2.    To assess the credibility of those making the accusations.  This requires cross examination of the accusers and subjecting the accusations to crosschecking against other evidence.  It also requires that those evaluating credibility be absolutely neutral and objective and have no predisposition to believing one side over the other.  
3.    To gather evidence of the intentions of the various actors.  This is an extremely difficult task that requires access to statements both public and private of both sides.  This function does not require assessment of credibility of the evidence but rather merely its gathering to present publicly so that the other side can respond.
4.    To assess the credibility of evidence regarding intent and to arrive at conclusions.  This too requires absolute neutrality and objectivity.
5.    To make legal findings regarding the actions and intentions of both sides.  This requires sophisticated legal expertise and experience.  
6.    To make an overall political assessment of the nature of the conflict, its history and its current status.  This requires historical and diplomatic expertise and neutrality.  
Had the Goldstone report limited itself to the first function—gathering testimony and physical evidence of the actions of both sides without assessing credibility—it would have performed a useful function.  The factual allegations in the report include serious charges against both sides that require serious investigations and responses.  The Israeli military is undertaking precisely such an investigation, and I hope there will be an independent civilian investigation as well.  There is no likelihood that Hamas will conduct any credible inquiry, since it has no history of, or process for, doing so.  
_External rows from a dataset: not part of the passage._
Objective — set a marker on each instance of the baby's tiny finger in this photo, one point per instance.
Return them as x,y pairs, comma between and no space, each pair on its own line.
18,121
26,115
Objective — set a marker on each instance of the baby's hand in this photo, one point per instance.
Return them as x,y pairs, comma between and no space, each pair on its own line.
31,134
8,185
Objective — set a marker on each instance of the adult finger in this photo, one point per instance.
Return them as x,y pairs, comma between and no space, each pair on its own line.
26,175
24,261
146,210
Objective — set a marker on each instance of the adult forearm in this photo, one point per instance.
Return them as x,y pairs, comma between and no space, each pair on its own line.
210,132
The report goes well beyond simply gathering testimonies.  It purports to assess credibility, determine intentions and arrive at both legal and political conclusions.  The members of this commission not only lack the expertise to engage in these latter assessments, but even more important they lack the neutrality and objectivity.  As Goldstone himself has acknowledged, if this were a court of law, “there would have been nothing proven,”   and at least one of its members would have been disqualified as a result of pre-existing bias.
Beyond its limited function of gathering testimonies from residents of Gaza, the Goldstone mission represents a wasted opportunity for an objective group of real experts to consider the difficult moral, military, political and legal issues presented by the situation in Gaza.  The report, commissioned by an organization with a long history of anti-Israel bigotry, and written by biased “experts,” with limited experience and a pre-ordained result, is one-sided and wrong in its fundamental conclusions.  This should not be surprising since conclusions can be no better than the methodology employed, and the methodology employed in this report is fundamentally flawed.
So now it is up to Richard Goldstone to explain the evidentiary bias that is so obviously reflected in the report.  The burden is on him to justify the very different methodologies used in the report to arrive at its conclusions regarding the intentions of Israel and the intentions of Hamas.  Failure to assume that burden will constitute an implicit admission that the conclusions reached in the Goldstone Report are not worthy of consideration by people of good will.  I await his response.